Span agreement uses IoU-F1 (not κ); free-text judging is reference-free (the judge produces the feedback scores).

Inline mode

With inline.enabled, each annotation page shows the judge's cached verdict for the instance (label + confidence + expandable reasoning) and a running κ for the task. "Accept" fills the matching choice. Each human save records a human↔judge comparison feeding the running agreement. Set compute_on_demand: true to call the judge live when no cached verdict exists (slower; otherwise pre-run the batch).

How it works (reuse)

  • The judge call goes through the same ai_support endpoint as every AI feature.
  • Few-shot calibration examples are drawn from high-agreement human labels (the ICL example selector), always excluding the instance being judged (no leakage).
  • κ is computed by potato/agreement.py (judge vs. human gold as two annotators).
  • Predictions persist under {output_annotation_dir}/judge_alignment/ keyed by prompt version; the LLM calls are cached.

Judge eval cards: bias & robustness (the axis beyond κ)

Agreement (κ) alone can hide a biased judge — research finds style/length bias dominates and is invisible to κ. The dashboard's Judge eval cards panel adds the second axis per schema and packages both into a portable certificate:

  • Verbosity / length bias — does the judge assign the positive class to longer outputs more than humans do? (judge minus human positive-class length gap).
  • Confidence calibration — does stated confidence track actual correctness vs human gold? (expected calibration error + reliability buckets).
  • Position-swap consistency — for order-sensitive judging, how often the verdict flips when option order is reversed (a runnable probe).

Each card shows a verdict — trustworthy / use with caution / needs review — with the specific concerns listed. See potato/server_utils/judge_bias.py.
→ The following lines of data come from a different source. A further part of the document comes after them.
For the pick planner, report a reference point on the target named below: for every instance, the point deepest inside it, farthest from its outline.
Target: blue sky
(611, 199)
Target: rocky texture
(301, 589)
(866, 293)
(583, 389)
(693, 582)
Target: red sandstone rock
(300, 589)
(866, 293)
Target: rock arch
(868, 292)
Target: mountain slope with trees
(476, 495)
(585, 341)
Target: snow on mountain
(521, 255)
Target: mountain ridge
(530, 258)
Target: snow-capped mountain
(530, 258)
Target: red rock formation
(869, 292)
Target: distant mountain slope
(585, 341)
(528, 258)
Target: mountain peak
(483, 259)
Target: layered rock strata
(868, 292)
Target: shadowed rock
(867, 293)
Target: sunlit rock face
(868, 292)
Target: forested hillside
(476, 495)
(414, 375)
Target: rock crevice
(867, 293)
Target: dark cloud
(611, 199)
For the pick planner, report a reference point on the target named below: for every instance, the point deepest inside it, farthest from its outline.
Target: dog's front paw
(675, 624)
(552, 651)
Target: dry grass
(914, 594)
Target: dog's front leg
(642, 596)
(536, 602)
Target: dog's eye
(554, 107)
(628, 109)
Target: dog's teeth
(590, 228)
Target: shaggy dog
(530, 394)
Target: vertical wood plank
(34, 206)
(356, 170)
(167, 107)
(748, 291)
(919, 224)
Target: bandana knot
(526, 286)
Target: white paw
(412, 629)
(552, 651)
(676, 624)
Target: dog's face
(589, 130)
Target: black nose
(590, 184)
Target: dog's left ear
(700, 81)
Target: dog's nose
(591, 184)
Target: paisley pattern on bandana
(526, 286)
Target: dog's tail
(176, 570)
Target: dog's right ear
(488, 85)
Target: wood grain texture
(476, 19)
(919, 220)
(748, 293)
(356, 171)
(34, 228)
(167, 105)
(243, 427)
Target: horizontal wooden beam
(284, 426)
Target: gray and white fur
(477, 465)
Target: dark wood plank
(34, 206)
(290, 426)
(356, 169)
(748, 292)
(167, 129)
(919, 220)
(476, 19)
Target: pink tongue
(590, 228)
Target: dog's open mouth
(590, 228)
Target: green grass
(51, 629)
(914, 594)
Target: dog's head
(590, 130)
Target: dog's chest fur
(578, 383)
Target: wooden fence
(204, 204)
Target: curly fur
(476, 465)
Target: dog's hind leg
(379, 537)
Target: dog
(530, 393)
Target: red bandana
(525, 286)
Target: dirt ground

Soft-label / perspectivist export

Disagreement is signal, not just noise. GET /admin/api/perspectivist exports, per item, the full label distribution, a normalized-entropy ambiguity flag, and per-annotator perspectives (majority vs minority rate) — the soft-label / disagreement-aware format, alongside (not replacing) Dawid-Skene consensus. See potato/server_utils/perspectivist.py.

Notes & limitations

  • v1 calibration is manual (edit rubric + re-run); automated prompt optimization is out of scope.
  • Scope is single-choice categorical schemes. Span/free-text judging is future work.
  • Run the judge over a focused gold set (≈100–200 labeled instances) for a stable κ.